Hedges juxtaposes two exhibitions he saw at the MoMA—the 2009-2010 special exhibition Bauhaus 1919-1933: Workshops for Modernity and the museum’s permanent collection of American post-war art. Whereas the German Bauhaus pieces embodied “an artistic movement that was… integrated into social democracy and sought to eradicate the barriers between craftspeople and artists,” Hedges writes, the American art was “a dreary example of flat, sterile, and self-referential junk.” Abstract Expressionism, Pop Art, and Minimalism—the three main movements of American Art in the second half of the 20th century—all served as apolitical eye candy feeding the interests of the rich.

Although he began with revolutionary ideals, Jackson Pollock began painting “for the man” when works such as One: Number 31, 1950 (from 1950; shown above) started raking in the dough. “Museums and their arrogant curators appointed themselves as the arbiters of high culture,” Hedges accuses in his typical pull-no-punches style. “These liberal institutions ruthlessly filtered out artistic expression that confronted or exposed the darker side of the power elite.” Mesmerized by the trappings of success, Pollock (and Andy Warhol and the Minimalists after him) bought into the hedonistic, feel-good culture that Hedges claims serves as the opiate of the masses dealt by the powerful to keep the powerless in line.
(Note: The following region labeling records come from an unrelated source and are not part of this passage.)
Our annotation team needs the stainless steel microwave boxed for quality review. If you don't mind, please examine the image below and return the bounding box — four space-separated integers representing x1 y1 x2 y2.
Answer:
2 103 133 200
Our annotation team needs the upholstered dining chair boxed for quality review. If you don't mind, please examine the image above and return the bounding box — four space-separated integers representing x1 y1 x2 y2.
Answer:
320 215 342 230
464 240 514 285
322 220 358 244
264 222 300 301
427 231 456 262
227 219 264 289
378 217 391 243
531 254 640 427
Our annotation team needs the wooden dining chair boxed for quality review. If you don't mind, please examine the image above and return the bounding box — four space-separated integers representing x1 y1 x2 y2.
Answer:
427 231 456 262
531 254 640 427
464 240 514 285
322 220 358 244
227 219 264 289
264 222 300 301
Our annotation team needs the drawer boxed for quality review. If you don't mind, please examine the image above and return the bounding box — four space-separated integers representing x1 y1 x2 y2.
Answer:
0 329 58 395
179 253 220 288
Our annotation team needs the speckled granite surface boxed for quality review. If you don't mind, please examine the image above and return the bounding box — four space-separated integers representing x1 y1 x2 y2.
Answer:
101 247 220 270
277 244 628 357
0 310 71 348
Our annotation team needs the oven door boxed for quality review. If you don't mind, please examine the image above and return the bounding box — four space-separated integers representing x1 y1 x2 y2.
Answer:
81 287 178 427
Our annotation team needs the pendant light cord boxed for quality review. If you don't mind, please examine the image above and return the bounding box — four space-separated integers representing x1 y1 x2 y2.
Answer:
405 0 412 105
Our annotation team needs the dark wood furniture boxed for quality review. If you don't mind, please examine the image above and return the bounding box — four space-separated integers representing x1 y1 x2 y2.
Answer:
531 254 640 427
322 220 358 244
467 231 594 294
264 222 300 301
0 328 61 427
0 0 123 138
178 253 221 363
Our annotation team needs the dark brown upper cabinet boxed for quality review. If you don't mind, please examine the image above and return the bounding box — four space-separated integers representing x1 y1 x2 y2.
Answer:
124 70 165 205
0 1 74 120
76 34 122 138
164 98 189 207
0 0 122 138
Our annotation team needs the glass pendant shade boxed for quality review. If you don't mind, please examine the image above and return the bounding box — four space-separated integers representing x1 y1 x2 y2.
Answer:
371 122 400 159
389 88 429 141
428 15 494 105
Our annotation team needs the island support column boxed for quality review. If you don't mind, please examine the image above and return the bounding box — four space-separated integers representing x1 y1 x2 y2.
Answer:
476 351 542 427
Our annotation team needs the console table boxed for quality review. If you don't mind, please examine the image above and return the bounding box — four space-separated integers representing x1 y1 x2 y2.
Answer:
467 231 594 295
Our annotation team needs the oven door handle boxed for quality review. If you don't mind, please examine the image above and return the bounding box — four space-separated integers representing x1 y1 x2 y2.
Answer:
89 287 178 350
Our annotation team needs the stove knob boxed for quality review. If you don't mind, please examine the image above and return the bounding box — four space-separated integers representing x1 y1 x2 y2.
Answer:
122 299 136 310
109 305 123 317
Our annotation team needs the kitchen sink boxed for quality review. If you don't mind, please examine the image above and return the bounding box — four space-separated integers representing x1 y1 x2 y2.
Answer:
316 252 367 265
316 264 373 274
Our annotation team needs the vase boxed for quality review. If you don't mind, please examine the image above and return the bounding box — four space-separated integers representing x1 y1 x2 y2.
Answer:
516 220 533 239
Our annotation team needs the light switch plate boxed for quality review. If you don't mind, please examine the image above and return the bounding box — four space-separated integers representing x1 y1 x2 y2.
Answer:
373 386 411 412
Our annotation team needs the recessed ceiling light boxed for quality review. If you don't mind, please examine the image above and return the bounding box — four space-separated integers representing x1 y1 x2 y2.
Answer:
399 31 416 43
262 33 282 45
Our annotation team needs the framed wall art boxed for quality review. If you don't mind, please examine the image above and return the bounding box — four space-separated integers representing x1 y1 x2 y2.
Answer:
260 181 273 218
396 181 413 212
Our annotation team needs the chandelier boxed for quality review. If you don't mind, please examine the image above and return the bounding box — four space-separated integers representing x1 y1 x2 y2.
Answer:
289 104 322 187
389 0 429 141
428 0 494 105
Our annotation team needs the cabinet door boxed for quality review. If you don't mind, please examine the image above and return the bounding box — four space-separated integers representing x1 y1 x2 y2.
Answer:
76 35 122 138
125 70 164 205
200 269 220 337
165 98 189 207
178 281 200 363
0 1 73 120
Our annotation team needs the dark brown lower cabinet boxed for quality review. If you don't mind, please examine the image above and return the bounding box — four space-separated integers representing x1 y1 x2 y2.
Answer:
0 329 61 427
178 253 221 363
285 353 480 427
Pollock converted from antagonism to complicity faster than the car he drove to his fatal end.

What made Hedges argument ring even louder in my head was the revolution circling the globe right now. If democracy comes to those countries, can capitalism and corporate control be far behind? Artists in these countries are capturing the revolutionary spirit in their chosen medium, but will that spirit be squashed when those artists hit the big time? Now that the Jasmine Revolution seems to have reached China, will artists such as Ai Weiwei stand with the rebels or the power? Ai once went into exile for his actions, but more recently acted as consultant on the Beijing National Stadium (aka, the “Bird’s Nest”) for the 2008 Olympics, the Chinese government’s public relations push for the 21st century. The Political Pop and Cynical Realism movements in contemporary Chinese art have taken previously apolitical genres and made them politically relevant. But will Yue Minjun—painter of the famous smiling faces masking the pain of anonymity under government repression—be smiling for a different reason once fame and fortune take hold? It remains to be seen if these artists can remain revolutionaries once the establishment embraces them. The Faustian bargain taken by Pollock and others will be offered again and again, with the ultimate price being the social value of the art itself.